Mid-morning there was a meeting for people making the cruise alone. I was quite happy with my own company but I drifted along for want of anything better to do. I was wearing a flowery summer dress which fell to halfway between thighs and knees. We'd only been there a few minutes when my skin started prickling, my gaydar telling me someone was eyeing me up. I knew one or two of the men were, but they were irrelevant as far as I was concerned. I glanced across the circle of seats and dead opposite me was an elderly woman who I'd nicknamed the Memsahib because on a visit to a tropical garden she'd been showing off her botanical knowledge "from my years in India." Subtle observation confirmed that her eyes were tracing up and down my body, lingering on my shapely bare legs.
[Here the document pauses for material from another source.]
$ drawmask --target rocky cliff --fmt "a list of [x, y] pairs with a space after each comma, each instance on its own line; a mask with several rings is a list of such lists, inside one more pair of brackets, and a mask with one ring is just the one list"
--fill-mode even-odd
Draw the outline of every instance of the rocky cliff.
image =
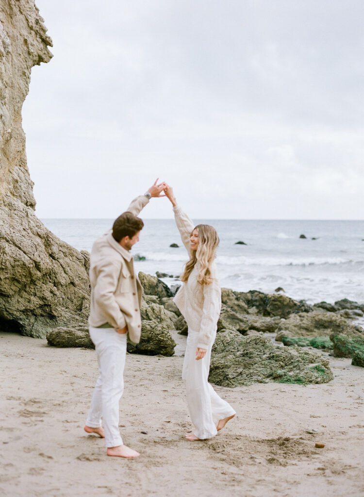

A wicked thought flashed into my mind, and I pressed the soles of my sandals together and casually opened my legs wide, making my dress ride up. Sure enough, she wriggled down a little in her seat and stared fixedly between my thighs at my pink panties. I had trouble keeping a straight face, thinking how Sal would be peeing herself laughing at me winding up this old biddy. She finally realised that I'd noticed, blushed and, flustered, pretended to pay rapt attention to the conversation taking place.
After the meeting I decided to go to the coffee bar. As I was waiting for my cappuccino to be brewed Memsahib glided up beside me. She was a little taller than me, deeply tanned and lightly lined face, slim with shot reddish-brown, presumably dyed, hair. I felt slightly guilty about my meanness as it was, and without looking at me she muttered in an upper-class English accent, "You know my dear, it's not very nice to advertise your goods if you're not willing to offer them up for sampling."